Como en toda tragedia humana, estos días surgen conductas humanas contradictorias. Desde la movilización de miles de personas para ayudar a los damnificados, hasta actos tercermundistas de pillaje, mostrando lo contradictorio de la condición humana que oscila entre el bien y el mal. Pero creo que en esta batalla la solidaridad prevalece sobre el envilecimiento.
Las víctimas y los daños causados han sacudido dos profundas creencias del hombre contemporáneo occidental. Que los avances tecnológicos nos otorgan un control casi absoluto sobre la naturaleza; y que el Estado es el infalible benefactor del que siempre se puede esperar amparo y protección. Ambas se han demostrado erróneas.

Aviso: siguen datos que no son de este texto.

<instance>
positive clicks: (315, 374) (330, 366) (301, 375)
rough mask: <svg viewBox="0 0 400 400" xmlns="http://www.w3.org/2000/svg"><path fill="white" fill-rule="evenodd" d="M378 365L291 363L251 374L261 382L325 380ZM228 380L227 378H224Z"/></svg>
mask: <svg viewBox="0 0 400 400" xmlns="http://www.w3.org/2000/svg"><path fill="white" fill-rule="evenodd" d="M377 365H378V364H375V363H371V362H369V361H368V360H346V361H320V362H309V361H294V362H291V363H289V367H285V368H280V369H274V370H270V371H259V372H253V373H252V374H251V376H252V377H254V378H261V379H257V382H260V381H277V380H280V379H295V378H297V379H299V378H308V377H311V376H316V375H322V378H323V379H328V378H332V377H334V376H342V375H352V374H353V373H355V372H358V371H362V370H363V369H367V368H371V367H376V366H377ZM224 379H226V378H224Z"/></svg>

Pero si es alarmante la previsión de un Estado en retirada, lo es más la constatación de uno fallido. El abandono de pueblos y barrios, con supervivientes a los que durante días nadie ha auxiliado, con personas todavía atrapadas en sus casas y sin posibilidad de acceder a agua y alimentos, es producto del colapso del Estado.
La intensidad de las lluvias en tan poco tiempo puede explicar algunos de los errores iniciales del Gobierno valenciano. Y si bien la tardanza en el envío de la alerta requiere aclaraciones, el caos y abandono de los valencianos y de su gobierno autonómico por parte del Gobierno central, exige responsabilidades al más alto nivel.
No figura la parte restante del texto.